The Next Big Thing in Computer Chess?

towforce · Post by **towforce** » Fri May 26, 2023 12:45 pm

Quick thought: a graphics card (or other matrix multiplication device - e.g. tensor core) will probably still be quicker at multiplying a sparse matrix than a CPU: it's still doing multiplications in parallel. It's just that if a matrix is sparse, the disadvantage won't be so great.

chrisw · Post by **chrisw** » Fri May 26, 2023 2:49 pm

towforce wrote: ↑Fri May 26, 2023 12:40 pm
smatovic wrote: ↑Fri May 26, 2023 12:19 pmWell, I have to admit that sometimes you are just too lazy to look up things by yourself

Of course I looked it up - but as stated in my previous post, it turns out there are two definitions. I already knew, extremely well, that a sparse matrix is one in which most of the values are zero, and looking up a sparse NN yielded the same definition.

Speaking of laziness, you didn't notice that the definition in the link to which ChrisW responded incorrectly states that a sparse NN is one in which most of the weights are zero. Looks as though this alleged "laziness" is not unique to myself: you and Mr Boilerplate have also demonstrated it here!

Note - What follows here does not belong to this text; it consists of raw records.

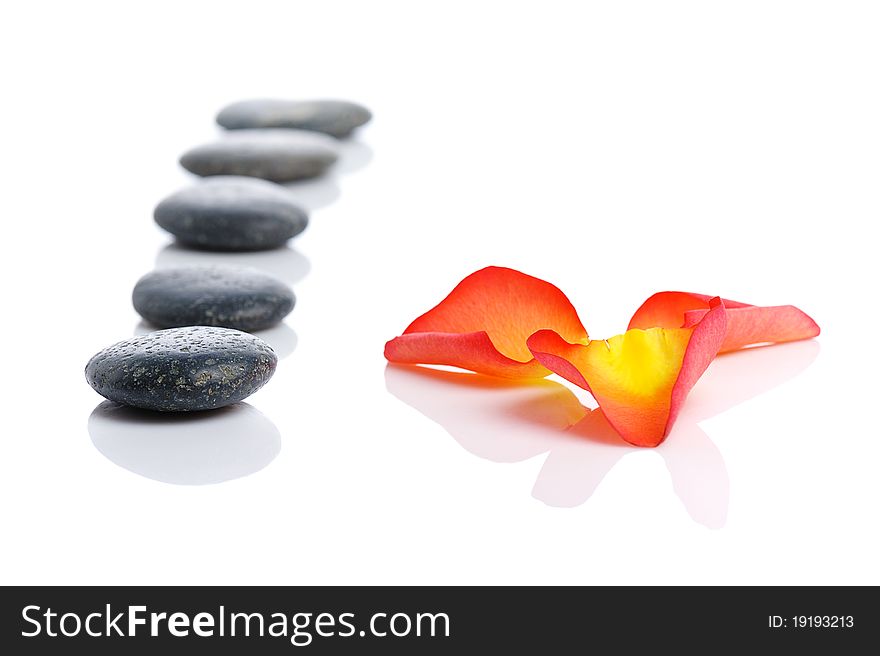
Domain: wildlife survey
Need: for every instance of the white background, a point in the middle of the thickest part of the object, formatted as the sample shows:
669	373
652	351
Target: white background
615	149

FFS. Wrong, wrong, wrong and wrong.

syzygy wrote: "The NNUE networks, or at least some of them, are relatively sparse, and some implementations use/have used that to speed up the evaluation."

you wrote:
"It might be that the NNs are sparse, but I would find that surprising. I have a lot to say about this, but for now I'm going to "super simplify", saving my stream of thought for later. Here's my one sentence summary:

"A chess NN requires a lot of knowledge, and there's almost no knowledge in a zero weight."

If anyone has an NN chess program on their computer, would you mind taking a look at the weights file and getting a rough estimate of what percentage of the weights are zero, please?"

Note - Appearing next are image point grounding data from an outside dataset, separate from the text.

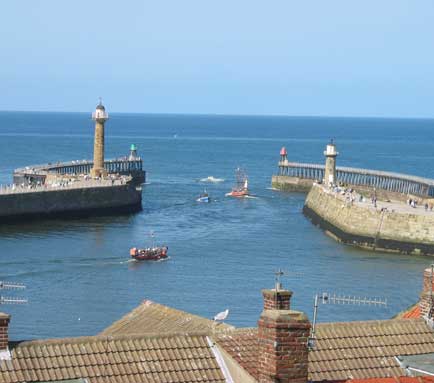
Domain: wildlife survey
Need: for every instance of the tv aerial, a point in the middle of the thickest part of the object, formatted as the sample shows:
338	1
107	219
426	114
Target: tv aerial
334	299
4	300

Before you spread around anymore of your streams of non-grounded thoughts and fill this space up with yet more misinformation .,...

Typical NNUEs (to which we are referring) have around 64x64x12 = 49152 inputs
For any one chess position, no more than 32 of those inputs will be set, the rest will be zero.

Sparsity refers to the density of the set inputs (32 out of 49152 = 0.065 percent), and has nothing to do with the weights.

For an accumulator of 1024 neurons, there are 1024 x 64 x 64 x 12 = 50M weights, all of which will be set to some value or other, positive or negative. For any one position, very few of those weights are actually being "used" to compute the NNUE eval, but that's entirely due to the sparsity of the inputs.

Your ramblings about "what percentage of the weights are zero" as being something to do with sparsity indicate you've learnt some big words (NNUE, weights, sparsity), but you're putting them together in a way that indicates you have no idea of actually how they are put together. All talk and no doing makes for BS production. Your hallmark. Very tedious it is too. Pomposity level in inverse proportion to actual knowledge.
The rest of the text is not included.